I agree with you. I believe the "vaccines cause autism" is missing the mark, but not by much. In my view, it would be more accurate to state "heavy metal poisoning" causes neurological damage (autism). The metals we acquired from the environment, food, medicines, and vaccines. Baby food/formula has been tested with very high levels of lead, mercury, arsenic, etc. Especially imported food from China and India. So if a 2 year old has been fed a steady diet of these prepackaged rice meal smoothies, applesauce, etc., then gets pumped full of metals at vaccination time, it could simply be the straw that broke the camels back.
While anecdotal, I have read about doctors having success reversing autism symptoms in kids by going through a heavy metal detox program.
To my knowledge, all of the safety tests for vaccines are done in isolation, and never examine the total cumulative vaccine adjuvant load on a child, let alone the huge environmental variables. I've only seen that calculated by the vaccine skeptic side, and it didn't look good.

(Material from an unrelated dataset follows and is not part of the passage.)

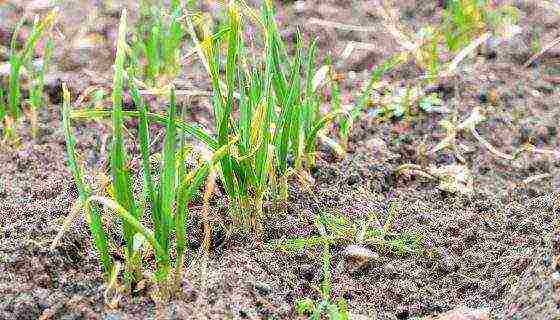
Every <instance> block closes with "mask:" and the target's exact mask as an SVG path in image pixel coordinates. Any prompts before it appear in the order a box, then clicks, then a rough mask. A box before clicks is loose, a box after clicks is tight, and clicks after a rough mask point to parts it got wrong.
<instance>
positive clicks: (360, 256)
mask: <svg viewBox="0 0 560 320" xmlns="http://www.w3.org/2000/svg"><path fill="white" fill-rule="evenodd" d="M344 256H345V257H346V258H348V259H351V260H355V261H359V262H368V261H372V260H377V259H379V255H378V254H377V253H375V252H373V251H371V250H370V249H368V248H366V247H364V246H360V245H355V244H353V245H349V246H348V247H346V249H344Z"/></svg>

@Gideon@griffith@ceo_of_monoeye_dating@Jens_Rasmussen@jeffcliff I agree with everything you said there. The difference between one kid who gets autistic and another who doesn't is probably immune/dysbiosis related. Dysbiosis is now getting much attention for heavy metal retention and such so it tracks.
Haha, I love it. Only shitlibs create a fictional dragon in their minds so they can rhetorically slay it.
Should I post the list of herbs/foods that naturally chelate metals for posterity?
I do want to thank you though for this awesome display of arrogance and condescension. It's this same attitude by allopathic doctors that turn parents to alternative treatments in the first place. Job well done.
Yep, just as I stated in my original post. Seems we agree that importing foods and herbs from China is having deleterious consequences on our bodies.
Oh yeah, where are most ingredients made for vaccines and medications?
"While the Department of Defense only purchases a small quantity of finished pharmaceuticals from China, about 80 percent of the active pharmaceutical ingredients (APIs) used to make drugs in the United States are said to come from China and other countries like India."